Have you ever been in a survivalists dire straits? I’m not talking about the British rock band, but instead I’m speaking of, as Merriam-Webster puts it: “In a very bad or difficult situation”.  Dire Straits works like this: Imagine that you are on a five days fishing trip on Loon Lake in the North Woods of Maine. On the first day, as you are kayaking north along one of the many tributaries, you are suddenly overturned by a young cow moose who has ventured out into the lake for reasons known only to young cow moose, and your bungee strap, (which you had just unlooped to retrieve your camera to take a photograph of a different cow moose who was also swimming in the stream), snags around the moose’s neck and she swims off with your kayak, bedroll, rifle, and pack. You are left with your camera in one hand, (water soaked), and your kayak paddle in the other. It suddenly occurs to you that the last time you checked your GPS, you were 15 miles from your truck. You, my friend, are now in Dire Straits.

There are many issues here, but in this writing I want to address the problem of gathering emergency rations in the form of meat.
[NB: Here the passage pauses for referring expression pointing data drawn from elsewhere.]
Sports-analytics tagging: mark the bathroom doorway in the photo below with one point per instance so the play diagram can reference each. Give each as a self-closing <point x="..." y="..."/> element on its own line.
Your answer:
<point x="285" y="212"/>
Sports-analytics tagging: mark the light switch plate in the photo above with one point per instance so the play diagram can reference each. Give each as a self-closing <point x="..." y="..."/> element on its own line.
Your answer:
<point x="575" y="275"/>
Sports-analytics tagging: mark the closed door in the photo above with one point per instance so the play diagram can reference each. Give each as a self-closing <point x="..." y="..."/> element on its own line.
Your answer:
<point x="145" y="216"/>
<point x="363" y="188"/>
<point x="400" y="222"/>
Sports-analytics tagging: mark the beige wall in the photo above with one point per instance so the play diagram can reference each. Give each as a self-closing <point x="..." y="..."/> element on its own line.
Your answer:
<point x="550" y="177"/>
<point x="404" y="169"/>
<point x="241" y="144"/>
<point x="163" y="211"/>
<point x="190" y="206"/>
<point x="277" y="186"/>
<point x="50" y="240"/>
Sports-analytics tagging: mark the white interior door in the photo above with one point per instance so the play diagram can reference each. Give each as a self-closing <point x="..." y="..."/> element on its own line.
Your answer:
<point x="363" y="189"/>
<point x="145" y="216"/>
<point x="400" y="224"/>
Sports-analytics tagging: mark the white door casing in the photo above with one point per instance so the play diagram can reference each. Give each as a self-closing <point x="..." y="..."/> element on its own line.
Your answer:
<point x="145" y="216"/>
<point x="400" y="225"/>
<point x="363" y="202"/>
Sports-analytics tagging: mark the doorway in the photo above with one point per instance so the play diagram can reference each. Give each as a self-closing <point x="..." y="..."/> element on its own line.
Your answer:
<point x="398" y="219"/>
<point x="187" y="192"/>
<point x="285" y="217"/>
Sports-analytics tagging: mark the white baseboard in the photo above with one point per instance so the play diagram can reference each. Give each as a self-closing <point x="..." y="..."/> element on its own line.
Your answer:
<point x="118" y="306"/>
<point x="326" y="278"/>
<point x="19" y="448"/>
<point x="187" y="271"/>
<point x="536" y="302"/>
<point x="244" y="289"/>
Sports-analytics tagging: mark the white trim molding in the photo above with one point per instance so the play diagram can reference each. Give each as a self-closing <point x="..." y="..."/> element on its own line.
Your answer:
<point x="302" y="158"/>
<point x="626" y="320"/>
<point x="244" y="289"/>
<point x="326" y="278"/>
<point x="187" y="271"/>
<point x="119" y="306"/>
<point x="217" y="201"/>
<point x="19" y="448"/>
Understand in this scenario we are only trying to get back to a place of restorability so that we can go from a survival situation to one of modern comfort. Hopefully you had the wherewithal to have a backup blade in your boot or strapped to your floatation vest. If not, better find some sharp rocks…

I like to kill two birds with one stone. So, if I’m trying to make my way to my car, and if I know I have to travel along a stream, I will generally travel at night and walk in the stream. I do this for several reasons, not the least is so that I can hunt while I’m traveling.  For some reason, I’ve always found that animals such as frogs, muskrats, raccoons, and waterfowl – creatures which are active at night – are more susceptible to  hunting because they don’t expect danger to come from the middle of the stream, they expect it to come from the forest. A homemade two prong spear, or gig is my tool of preference for this type of hunting because it’s easy to make and works great for frogs and fish if you drive them into the mud to hold them there until you can grab them The trick is to wedge them into the “V” of the spear.